Albümlerin 2 milyon sattığı dönemler yok artık. Bırakın 2 milyonu, 100 bin satarsa şükrediyor sanatçılar. Hatta Altın Plak falan alıyorlar ki eskiden altın plak almak için çok ciddi satış rakamlarına ulaşmak gerekiyordu. Şu aralar müzik dünyasında durumlar pek içi açıcı değil. Kimse albüm yapmak istemiyor. Haksız sayılmazlar. Artık albüm yapmanın gereksiz olduğu günlerden geçiyoruz, çünkü çabuk tüketiyoruz. Birçok şarkıyla imtihanımız tıpkı Snapchat'te yalnızca 24 saat izlenebilen görüntü gibi oluyor. Dinliyoruz, coşuyoruz ve unutuyoruz. Böyle bir dönemde single yapılması en doğru hareket. Peki son günlerde neler mi çıktı?

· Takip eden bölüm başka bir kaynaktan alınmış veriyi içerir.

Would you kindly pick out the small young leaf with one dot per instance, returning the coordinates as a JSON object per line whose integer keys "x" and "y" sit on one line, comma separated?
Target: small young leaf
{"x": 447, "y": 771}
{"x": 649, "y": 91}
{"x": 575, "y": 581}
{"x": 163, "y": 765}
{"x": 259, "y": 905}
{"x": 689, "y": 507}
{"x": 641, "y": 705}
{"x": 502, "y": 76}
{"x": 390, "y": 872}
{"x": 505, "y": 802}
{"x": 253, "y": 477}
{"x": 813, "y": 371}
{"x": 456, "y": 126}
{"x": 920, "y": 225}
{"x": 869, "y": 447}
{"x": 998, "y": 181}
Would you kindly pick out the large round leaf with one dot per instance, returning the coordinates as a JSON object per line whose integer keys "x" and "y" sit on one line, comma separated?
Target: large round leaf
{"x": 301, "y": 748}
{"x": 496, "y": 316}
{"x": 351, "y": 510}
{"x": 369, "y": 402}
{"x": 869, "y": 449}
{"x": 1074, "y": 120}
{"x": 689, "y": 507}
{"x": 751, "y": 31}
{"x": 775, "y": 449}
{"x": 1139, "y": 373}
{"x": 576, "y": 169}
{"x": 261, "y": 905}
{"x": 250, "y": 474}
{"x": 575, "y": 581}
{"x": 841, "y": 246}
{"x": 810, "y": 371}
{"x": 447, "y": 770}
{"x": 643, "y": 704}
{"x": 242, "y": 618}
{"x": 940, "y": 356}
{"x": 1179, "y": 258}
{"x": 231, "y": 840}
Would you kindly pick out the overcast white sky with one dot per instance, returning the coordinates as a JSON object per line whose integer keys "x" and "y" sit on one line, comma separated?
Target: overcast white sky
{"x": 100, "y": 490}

- Bengü tam da olması gerektiği gibi renkli, sımsıcak bir şarkıyla çıktı karşımıza. ‘Sığamıyorum' diyen Bengü önce şarkıyı e-postayla yolladı bana. Dinledim, fikirlerimi kendisine söyledim. Ama yazmak bugüne kısmet oldu. Malum talihsiz olaylar girdi araya. O zaman kendisine söyledim, şimdi burada bir de huzurlarınızda söylüyorum: Bengü tamamdır. Ne yapsa dinleyeceğiz. Hatta albüm ya da single yapmadığı zaman "E hadi artık" diye dırdırlanacağız. Seviyoruz Bengü'nün sesini. ‘Sığamıyorum' da son zamanlarda kulüplerin vazgeçilmesi.
-Mustafa Sandal ‘Dön Dünya' ile bir döndü pir döndü. Oh be sonunda tam bir Mustafa Sandal şarkısı. Her gece kulüplerde hâlâ ‘Aya Benzer' çalıyordu. Hatta geçen hafta tam da "Hadi Mustafa neredesin çık ortaya, dön artık" diye konuştuğumuz anda geldi ‘Dön Dünya' Ben bayıldım, çok sevdim. Mustafa gerçekten özlemişiz seni ve şarkılarını. Uzun süredir olmuyordu ama şimdi seni özleyenleri kalbinden vurdun.
-Pascal'dan geç kalmış bir iş daha. Pascal şimdi de ‘Dırdır' şarkısında Ferman Akgül'le düet yapıyor. Fransızca olarak okuduğu şarkı sözleri farklı ve enteresan olmuş. Dinlerken "Bu Fransızca ne seksi bir dil" dedirtiyor. Yani şahsen ben öyle düşünenlerdenim. Öğrenmeyi beceremesem de seviyorum Fransızca'yı.
-Geç kalmış bir single da Mert Davran'dan geldi. Gece hayatının gezginlerinin çok iyi tanıdığı Mert Davran ‘İkimize Benzer'le müzik dünyasına giriş yaptı. Ben de kendisini sık sık dinlemeye giden biri olarak "Oh be sonunda" dedim. İstanbul'da her hafta Limoncello'da ve İzmir'de de çeşitli mekânlarda sahneye çıkan Mert Davran'ın albüm çıkarmak için de hızlı davranacağını düşünüyorum ki davransın da zaten. Çünkü bu işi kotardığını gösterdi bu single'la.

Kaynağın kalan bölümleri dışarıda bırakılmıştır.